You remind me of someone very close to me
And we have something in common. We both have a link to our own web site in our posts. How about that.
Judging from your three other posts and your web site (which has a typo that youmight want to fox but otherwise it is very well constructed) you know all this that I’m about to write. So it is really for the rest of us int he earlier stages of our practice.
It is true there are few studies in the area of breathwork - as you mention about Dr. Weil’s article. And the ones there are often are statistically inconclusive, violate statistical protocols, or are not in peer-reviewed journals. In “science” this makes them basically worthless. Dr. Weil’s record however speaks for itself. I don’t go to M.D.'s but respect his particular work in integrative medicine.
While you are correct, the correctness is only from a layer of what we know as “truth”. Truth is not one dimensional but rather multi-dimensional. Science is incredibly useful when properly wielded, just as a fine piece of cutlery. Either though, in the wrong hands, is dangerous. Just at the Bible or Torah can be an amazing tool in the right hands it can also be dangerous in the hands of others. The man who drowned in a river that was, on average 4 feet deep will attest to this.
I would venture to say that we, as humans with perhaps under developed thought centers (which is to say we’re not using much of the gray matter on strict percentages) are just beginning to get some information on the human body. There are many, many things we do not know and some of them we might not be able to ascertain with a statistical measure. But we’ll keep trying. The vedas, which it now appears go back perhaps 20,000 years and not the 5,000 first thought, offer us so many unscientific gifts.

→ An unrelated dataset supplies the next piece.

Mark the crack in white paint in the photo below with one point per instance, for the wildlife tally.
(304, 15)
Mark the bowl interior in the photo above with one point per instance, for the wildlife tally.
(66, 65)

There is a larger concept at play however. And this is only a yogic concept. We tend to allow ourselves to be run by the mental forces. And while this isn’t an inherently “bad” thing, from the yogic perspective the thought center and the vital force in the pelvis have agendas while the heart does not. It is only when we are able to channel the ego of the mind and the craving of the pelvis that we can be authentically guided. Call it a sense. Call it intuition. But the heart has the propensity to guide and direct us. Is that science? In a way I suppose it is. But only when it can be reproduced with a sizeable population in a double-blind measure.
While not scientific (in the eye of the OP) there is some work by Jospeh Chilton Pearce that discusses the makeup of the heart and some of its similarities to the brain. I have not read Magical Child but it intrigues me.
If the point however is to debunk the efficacy of breath then simply do not practice it. Petriedish, party of one? Your table is ready. It’s your hundred years.